Shopee, Tokopedia, Lazada, dan Blibli hidup di puncak kejayaan.
Namun kini, dunia maya tak lagi seceria dulu. Suasana digital mulai suram, seperti lampu toko yang perlahan diredupkan.
Dari layar yang penuh notifikasi diskon, berita yang muncul justru berisi tentang PHK, penurunan kunjungan, dan arah bisnis yang tak pasti.
Data Tak Pernah Berbohong
April 2025 menjadi titik balik. Menurut Goodstats.id, penurunan tajam terjadi pada trafik kunjungan ke situs-situs e-commerce besar:
- Shopee: turun 10,6% (132 juta kunjungan)
- Tokopedia: turun 8,9% (64,9 juta kunjungan)
- Lazada: anjlok 23,5% (42 juta kunjungan)
- Blibli: ambruk 49,6% (14,1 juta kunjungan)
Ini bukan hanya angka. Ini adalah sinyal bahwa belanja online sedang kehilangan pesonanya.
PHK: Narasi Efisiensi atau Gelombang Kepanikan?
Di balik penurunan trafik, badai yang lebih menyakitkan melanda: Pemutusan Hubungan Kerja (PHK).
Shopee memutus kontrak lebih dari 300 pekerja di proyek konten videonya di Solo. Tokopedia, setelah merger besar dengan TikTok Shop, ikut memangkas ratusan posisi. ByteDance --- raksasa di balik TikTok --- pun tak ketinggalan memangkas tim logistik, pemasaran, dan gudang.
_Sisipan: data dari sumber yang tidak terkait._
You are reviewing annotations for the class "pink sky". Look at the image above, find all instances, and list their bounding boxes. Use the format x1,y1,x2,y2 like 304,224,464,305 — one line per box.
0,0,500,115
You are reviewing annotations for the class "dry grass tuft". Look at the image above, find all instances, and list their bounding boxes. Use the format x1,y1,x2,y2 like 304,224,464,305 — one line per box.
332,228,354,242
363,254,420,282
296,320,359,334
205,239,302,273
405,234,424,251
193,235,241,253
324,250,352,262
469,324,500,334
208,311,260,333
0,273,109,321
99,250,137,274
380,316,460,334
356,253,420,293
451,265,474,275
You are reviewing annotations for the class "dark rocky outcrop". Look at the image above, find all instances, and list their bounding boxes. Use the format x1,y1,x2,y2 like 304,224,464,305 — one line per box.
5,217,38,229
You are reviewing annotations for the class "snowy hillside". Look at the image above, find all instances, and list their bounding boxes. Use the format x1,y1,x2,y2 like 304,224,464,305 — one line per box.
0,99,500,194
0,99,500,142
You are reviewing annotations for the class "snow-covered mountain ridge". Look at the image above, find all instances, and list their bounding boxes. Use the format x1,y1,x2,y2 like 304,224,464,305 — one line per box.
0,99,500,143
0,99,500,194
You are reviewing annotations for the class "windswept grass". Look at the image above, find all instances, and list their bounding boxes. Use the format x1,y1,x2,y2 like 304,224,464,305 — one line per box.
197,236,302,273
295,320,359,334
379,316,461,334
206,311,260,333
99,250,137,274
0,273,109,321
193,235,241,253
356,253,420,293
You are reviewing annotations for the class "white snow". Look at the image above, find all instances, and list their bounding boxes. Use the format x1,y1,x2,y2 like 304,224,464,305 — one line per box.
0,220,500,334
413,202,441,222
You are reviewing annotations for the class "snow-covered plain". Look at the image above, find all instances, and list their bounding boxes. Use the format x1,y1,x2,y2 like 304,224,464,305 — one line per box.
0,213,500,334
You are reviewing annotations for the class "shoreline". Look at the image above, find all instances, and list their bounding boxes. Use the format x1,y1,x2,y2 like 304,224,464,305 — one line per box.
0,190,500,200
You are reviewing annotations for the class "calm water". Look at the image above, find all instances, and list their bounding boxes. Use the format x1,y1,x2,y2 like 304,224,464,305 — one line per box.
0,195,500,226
Jika dulu perusahaan berlomba merekrut demi ekspansi, kini mereka berbondong-bondong mengencangkan ikat pinggang.
Bagi para pekerja muda yang pernah membanggakan diri bekerja di industri digital, ini bukan sekadar kehilangan pekerjaan --- ini kehilangan arah.
Bukalapak: Menyerah dari Barang Fisik
Berbeda dari yang lain, Bukalapak memutuskan untuk berhenti menjual barang fisik. Mereka memilih fokus pada produk digital seperti pulsa, voucher, dan layanan lain yang tak perlu gudang dan pengiriman.